橋下徹ですら斎藤元彦を批判しているわけですが、今回の兵庫県知事選は先日の衆院選と並んで、日本の政治のターニングポイントになったのではないかと思います。

1.「ポストトゥルース」の勝利
今回の選挙では、多くの有権者がSNSやネット動画などの情報に基づいて斎藤元彦に投票したわけですが、新聞・テレビ離れが進んだ結果、マスメディアの影響力が低下したことが明らかになったわけです。
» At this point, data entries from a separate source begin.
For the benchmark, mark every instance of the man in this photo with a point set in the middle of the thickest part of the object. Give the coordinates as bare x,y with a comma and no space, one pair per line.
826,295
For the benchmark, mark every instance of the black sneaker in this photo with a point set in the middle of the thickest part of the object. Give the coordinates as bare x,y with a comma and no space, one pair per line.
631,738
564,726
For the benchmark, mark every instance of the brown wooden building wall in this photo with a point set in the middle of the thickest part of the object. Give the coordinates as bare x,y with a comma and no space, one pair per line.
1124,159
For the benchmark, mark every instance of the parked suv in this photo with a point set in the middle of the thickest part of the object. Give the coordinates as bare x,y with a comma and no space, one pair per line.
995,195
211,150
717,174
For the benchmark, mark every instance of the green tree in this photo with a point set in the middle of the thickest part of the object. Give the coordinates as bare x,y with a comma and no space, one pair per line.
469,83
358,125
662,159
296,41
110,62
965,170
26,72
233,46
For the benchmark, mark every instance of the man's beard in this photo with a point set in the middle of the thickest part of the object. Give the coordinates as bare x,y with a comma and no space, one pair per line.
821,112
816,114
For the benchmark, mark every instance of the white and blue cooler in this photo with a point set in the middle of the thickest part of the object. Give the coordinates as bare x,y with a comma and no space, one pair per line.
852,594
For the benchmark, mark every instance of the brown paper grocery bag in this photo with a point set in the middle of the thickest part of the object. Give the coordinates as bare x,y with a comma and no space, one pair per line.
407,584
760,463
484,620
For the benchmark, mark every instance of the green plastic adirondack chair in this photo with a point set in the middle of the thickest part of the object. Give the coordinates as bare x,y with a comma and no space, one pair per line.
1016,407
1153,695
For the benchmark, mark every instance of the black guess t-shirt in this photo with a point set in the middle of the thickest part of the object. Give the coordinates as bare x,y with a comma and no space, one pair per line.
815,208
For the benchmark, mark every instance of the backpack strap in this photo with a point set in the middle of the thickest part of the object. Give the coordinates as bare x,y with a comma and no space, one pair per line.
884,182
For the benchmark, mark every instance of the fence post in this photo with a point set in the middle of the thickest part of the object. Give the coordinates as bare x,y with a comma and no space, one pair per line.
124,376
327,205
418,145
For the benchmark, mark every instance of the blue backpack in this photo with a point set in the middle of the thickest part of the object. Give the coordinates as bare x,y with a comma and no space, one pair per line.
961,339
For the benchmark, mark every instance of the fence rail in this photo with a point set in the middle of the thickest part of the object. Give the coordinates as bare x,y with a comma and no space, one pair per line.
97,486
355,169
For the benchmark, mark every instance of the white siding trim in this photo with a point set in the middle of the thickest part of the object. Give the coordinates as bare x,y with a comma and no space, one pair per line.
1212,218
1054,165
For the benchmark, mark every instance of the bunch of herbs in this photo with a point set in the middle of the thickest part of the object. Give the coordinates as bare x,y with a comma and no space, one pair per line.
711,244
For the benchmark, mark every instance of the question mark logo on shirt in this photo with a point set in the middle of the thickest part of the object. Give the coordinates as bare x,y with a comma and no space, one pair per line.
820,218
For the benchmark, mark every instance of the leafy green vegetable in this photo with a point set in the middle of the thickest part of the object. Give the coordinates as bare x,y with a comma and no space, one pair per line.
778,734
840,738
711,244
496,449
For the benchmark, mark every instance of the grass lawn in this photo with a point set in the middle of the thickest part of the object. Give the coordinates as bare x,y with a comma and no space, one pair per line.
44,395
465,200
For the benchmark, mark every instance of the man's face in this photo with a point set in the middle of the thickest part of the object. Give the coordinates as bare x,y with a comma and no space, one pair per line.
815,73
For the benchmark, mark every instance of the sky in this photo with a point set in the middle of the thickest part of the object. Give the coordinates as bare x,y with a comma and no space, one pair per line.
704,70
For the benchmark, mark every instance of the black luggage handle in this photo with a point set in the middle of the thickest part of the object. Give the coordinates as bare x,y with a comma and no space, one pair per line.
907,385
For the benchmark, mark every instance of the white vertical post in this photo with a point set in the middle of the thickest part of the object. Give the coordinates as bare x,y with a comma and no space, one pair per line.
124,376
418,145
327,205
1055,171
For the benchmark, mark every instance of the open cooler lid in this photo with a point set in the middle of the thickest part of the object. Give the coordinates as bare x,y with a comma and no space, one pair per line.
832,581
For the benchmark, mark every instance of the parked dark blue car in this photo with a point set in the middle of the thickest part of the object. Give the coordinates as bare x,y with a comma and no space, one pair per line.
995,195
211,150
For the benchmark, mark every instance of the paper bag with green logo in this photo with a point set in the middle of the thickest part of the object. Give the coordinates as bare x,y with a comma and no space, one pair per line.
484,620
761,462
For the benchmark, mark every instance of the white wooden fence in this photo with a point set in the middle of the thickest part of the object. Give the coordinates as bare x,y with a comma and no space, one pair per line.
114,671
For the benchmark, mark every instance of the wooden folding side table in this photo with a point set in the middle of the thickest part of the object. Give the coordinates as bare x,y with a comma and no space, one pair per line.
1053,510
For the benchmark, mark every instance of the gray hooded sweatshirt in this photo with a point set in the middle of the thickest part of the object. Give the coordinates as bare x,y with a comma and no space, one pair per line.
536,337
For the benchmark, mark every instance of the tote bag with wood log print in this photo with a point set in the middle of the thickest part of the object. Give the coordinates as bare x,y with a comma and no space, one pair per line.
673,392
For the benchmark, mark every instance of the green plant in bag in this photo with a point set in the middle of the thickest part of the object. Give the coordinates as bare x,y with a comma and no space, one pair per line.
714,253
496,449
2016年の米大統領選から8年を経て、ついに日本でも「ポストトゥルース」が選挙を左右する事態となったのです。

2.「空虚」なポピュリスト
今年の選挙で躍進した人物といえば、斎藤元彦のほかに石丸伸二がいるのですが、この2人に共通するのは、あまりにも「空虚」な人物であることです。ポピュリストといえば、橋下徹や小泉純一郎など、強烈な個性と明確な主義主張を持ち合わせている人物が多かったものですが、斎藤と石丸にはそれがない。政策論すら語れない「木偶(でく)」のような人物に人々が熱狂する様は、橋下や小泉とは違った不気味さを感じるのです。

3.ポピュリズムと自民党との「蜜月」の終焉
小泉構造改革からアベノミクスまで、自民党の支持基盤はポピュリズムだったわけですが、先日の衆院選でそのような蜜月関係は終わりました。今や、ポピュリズムの熱狂の対象は、大阪の地域政党に戻りつつある日本維新の会ですらなく、国民民主党やれいわ新選組、斎藤元彦や石丸伸二などに移っているのです。

ただ、このような現象は日本だけでなく、米国をはじめとする世界中で起こっていることなので、「民主主義の危機」どころか「近代の終焉」というべき事態なのかもしれません。